Has anyone in your circle had a difficult time finding affordable housing? If not, do they know someone who is? Chat about some of the long-term solutions and figure out something you can do now, such as serving those without a home this holiday season, either through a personal or brokerage-wide volunteering initiative or donating to a housing fund.
Who’s the top dog in your market?
The real estate industry has seen an infusion of cash from venture capitalists in 2019, with companies such as Compass and Opendoor reaping the benefits through multi-million dollar funding rounds that are used to fast-track market expansion and technology development.
As a result, longstanding brands and relative newcomers have been clamoring for greater market share through aggressive recruiting tactics, upgraded technology platforms, and bolder marketing to capture consumers’ attention and pockets. Companies have also become more apt to clamor with each other through public statements, earnings calls comments and lawsuits.
Although companies can tout volume transaction growth, announce the opening of new offices or the addition of new top talent as evidence of their dominance, strike up a conversation at the dinner table to see what family and friends actually care about when it comes time to buy or sell a home and what brokerage(s) are dominating their neighborhoods.
Goodbye, social media!
2019 was a difficult year for social media giants, as #deletefacebook, #deletetwitter, #deleteinstagram (ironically) ruled everyone’s timelines in the face of debates about social media’s impact on our mental health, relationships, and public discourse.
In response, Facebook and Instagram have updated their algorithms to shift the attention away from advertisers and back to the original intent of social media: building and maintaining personal connections. Instagram has taken it a step further by eliminating like counts on user profiles as a way of removing the pressure to garner high ‘like’ counts.
Although these changes may be beneficial for the wider public, real estate agents are wondering how these changes might negatively impact their ability to reach clients and market listings. How many people in your circle go to Instagram to vet agents and find homes? Does it matter how many ‘likes’ and follows an agent has?
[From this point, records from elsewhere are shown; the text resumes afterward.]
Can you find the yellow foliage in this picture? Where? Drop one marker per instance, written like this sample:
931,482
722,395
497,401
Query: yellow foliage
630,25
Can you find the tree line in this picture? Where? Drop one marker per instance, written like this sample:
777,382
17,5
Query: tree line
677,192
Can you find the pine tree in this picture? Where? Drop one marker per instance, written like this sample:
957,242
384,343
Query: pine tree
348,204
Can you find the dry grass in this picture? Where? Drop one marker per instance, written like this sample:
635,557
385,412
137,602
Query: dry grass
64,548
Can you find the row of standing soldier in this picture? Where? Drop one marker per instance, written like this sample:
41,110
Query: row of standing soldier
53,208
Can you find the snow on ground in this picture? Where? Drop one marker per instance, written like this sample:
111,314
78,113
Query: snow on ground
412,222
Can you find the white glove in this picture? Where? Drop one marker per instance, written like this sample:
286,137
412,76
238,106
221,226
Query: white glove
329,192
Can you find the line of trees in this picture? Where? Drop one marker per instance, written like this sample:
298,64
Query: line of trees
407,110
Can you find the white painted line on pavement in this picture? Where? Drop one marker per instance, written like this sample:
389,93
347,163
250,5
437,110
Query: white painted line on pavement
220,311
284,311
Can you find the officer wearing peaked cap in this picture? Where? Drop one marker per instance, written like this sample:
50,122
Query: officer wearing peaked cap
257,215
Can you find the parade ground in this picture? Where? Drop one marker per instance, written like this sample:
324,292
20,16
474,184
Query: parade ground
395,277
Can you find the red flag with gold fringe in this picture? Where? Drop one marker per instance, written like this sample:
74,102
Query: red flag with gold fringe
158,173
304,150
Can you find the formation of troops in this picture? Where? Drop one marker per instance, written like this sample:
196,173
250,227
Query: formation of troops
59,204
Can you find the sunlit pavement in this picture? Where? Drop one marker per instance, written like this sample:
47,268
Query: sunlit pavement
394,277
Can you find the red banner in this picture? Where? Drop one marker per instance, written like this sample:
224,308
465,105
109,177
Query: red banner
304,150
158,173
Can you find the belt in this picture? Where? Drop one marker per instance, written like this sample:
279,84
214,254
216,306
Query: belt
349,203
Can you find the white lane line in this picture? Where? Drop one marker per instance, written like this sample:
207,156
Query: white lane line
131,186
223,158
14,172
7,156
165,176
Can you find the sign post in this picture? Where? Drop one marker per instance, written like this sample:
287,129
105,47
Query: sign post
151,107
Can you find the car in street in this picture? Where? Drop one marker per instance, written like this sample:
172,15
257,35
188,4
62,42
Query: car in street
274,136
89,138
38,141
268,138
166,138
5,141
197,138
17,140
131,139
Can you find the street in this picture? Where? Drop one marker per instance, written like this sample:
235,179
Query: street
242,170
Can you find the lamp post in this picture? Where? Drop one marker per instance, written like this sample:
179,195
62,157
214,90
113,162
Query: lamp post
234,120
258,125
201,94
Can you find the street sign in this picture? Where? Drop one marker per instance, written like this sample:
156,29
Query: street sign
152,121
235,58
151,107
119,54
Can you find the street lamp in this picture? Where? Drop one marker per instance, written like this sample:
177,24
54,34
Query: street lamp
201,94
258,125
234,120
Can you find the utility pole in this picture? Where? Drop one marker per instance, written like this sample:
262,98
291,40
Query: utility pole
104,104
Do you believe these changes are truly altruistic or is it a strategy to push business owners toward paid advertising? You decide.
Are pocket listings fair?
In an uber-competitive housing market, some agents have made pocket listings — the practice of selectively advertising listings that have not been placed on the multiple listing service — their bread and butter.
However, the practice has received intense scrutiny, as critics say it puts some buyers and sellers at a disadvantage and violates realtors’ fiduciary duty to clients.
After years of debate, the National Association of Realtors took an official stance on pocket listings by passing the Clear Cooperation Policy in a 729-70 vote. The Clear Cooperation Policy states that brokers must submit a listing to the MLS within one business day of advertising it.
The reactions to the policy have been mixed, with some agents saying the move is “pro-consumer” by eliminating the perceived unfair advantage pocket listings offer, and others saying it snatches sellers’ ability to decide how they want their home marketed.
How many of your family and friends know about pocket listings? Have they had any experience with them? If so, how did it go?